The paper tackles efficient combinatorial optimization by introducing PHIA, a parallel Ising annealer built on gradient-augmented Hamiltonian Monte Carlo to update all spins simultaneously. By mapping the discrete Ising energy to a continuous Hamiltonian and approximating non-differentiable components with differentiable surrogates, PHIA achieves parallel updates and accelerates sampling, enabling FPGA-based deployment. The authors provide a detailed FPGA implementation on a low-cost board, along with extensive simulations and hardware demonstrations showing sub-linear Time-To-Solution growth and competitive performance against state-of-the-art quantum devices on problems with both integer and fractional coefficients. Overall, PHIA demonstrates a scalable classical accelerator that not only outperforms several existing Ising annealers as problem size grows but also serves as a practical benchmark for evaluating quantum Ising hardware. These results suggest a promising path toward large-scale, hardware-efficient solvers and highlight the potential of gradient-based HMC methods in combinatorial optimization.

Abstract

Ising annealer is a promising quantum-inspired computing architecture for combinatorial optimization problems. In this paper, we introduce an Ising annealer based on the Hamiltonian Monte Carlo, which updates the variables of all dimensions in parallel. The main innovation is the fusion of an approximate gradient-based approach into the Ising annealer which introduces significant acceleration and allows a portable and scalable implementation on the commercial FPGA. Comprehensive simulation and hardware experiments show that the proposed Ising annealer has promising performance and scalability on all types of benchmark problems when compared to other Ising annealers including the state-of-the-art hardware. In particular, we have built a prototype annealer which solves Ising problems of both integer and fraction coefficients with up to 200 spins on a single low-cost FPGA board, whose performance is demonstrated to be better than the state-of-the-art quantum hardware D-Wave 2000Q and similar to the expensive coherent Ising machine. The sub-linear scalability of the annealer signifies its potential in solving challenging combinatorial optimization problems and evaluating the advantage of quantum hardware.
Paper Structure (11 sections, 22 equations, 4 figures, 3 tables)

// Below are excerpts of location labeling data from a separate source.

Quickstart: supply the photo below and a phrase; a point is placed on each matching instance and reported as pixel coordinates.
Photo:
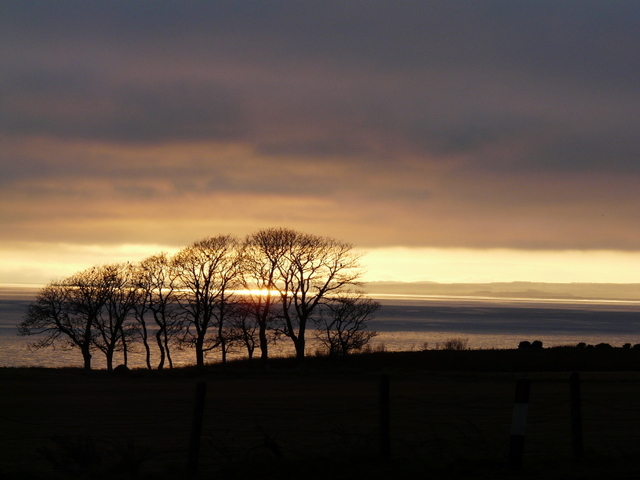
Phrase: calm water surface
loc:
(403, 323)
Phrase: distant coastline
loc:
(505, 290)
(510, 290)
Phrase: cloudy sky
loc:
(452, 140)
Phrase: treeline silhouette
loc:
(217, 294)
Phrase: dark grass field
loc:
(450, 417)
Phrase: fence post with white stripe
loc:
(576, 415)
(519, 423)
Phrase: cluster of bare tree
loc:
(219, 294)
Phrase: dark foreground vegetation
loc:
(450, 417)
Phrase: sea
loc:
(403, 323)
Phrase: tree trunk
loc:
(161, 348)
(86, 355)
(109, 356)
(299, 344)
(145, 342)
(200, 353)
(264, 346)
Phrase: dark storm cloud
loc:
(428, 111)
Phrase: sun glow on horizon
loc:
(40, 263)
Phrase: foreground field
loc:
(451, 416)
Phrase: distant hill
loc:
(577, 291)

This paper contains 11 sections, 22 equations, 4 figures, 3 tables.

Figures (4)

  • Figure 1: (a) The relation between the energy landscape of the Ising problem and the probability of spin configurations, where a low energy signifies a high sampling probability according to the Boltzmann distribution. (b) HMC method allows a particle to slide on the energy landscape. The final location of the particle is the candidate sampling point and the initial position of the next round of sampling.
  • Figure 2: Schematic of two main blocks in the FPGA implementation. (a) The block that calculates $H(\bm x, \bm v)$. ADDER32 is a 5-stage pipelined logical block composed of 31 ADDER2s. (b) The block that calculates $\dot{\bm v}$. The main latency originates from computing the derivative of the sign function and Eq. (\ref{['quasi gradient']}).
  • Figure 3: The simulation results on different Ising annealers. With the dimension of the problem grows, the PHIA outperforms the other Ising annealers on all types of problems. The TTSs of the GAHMC are much larger than the other annealers, and thus are indicated with a different axis on the right with a different scale.
  • Figure 4: Data of CIM and DW2Q are borrowed from Hamerly2019benchmark. (a) The comparison of TTS on 3 types of problems. $\rm TTS_{PHIA}$ is the TTS of PHIA. (b) Performance of PHIA on various combinatorial optimization problems.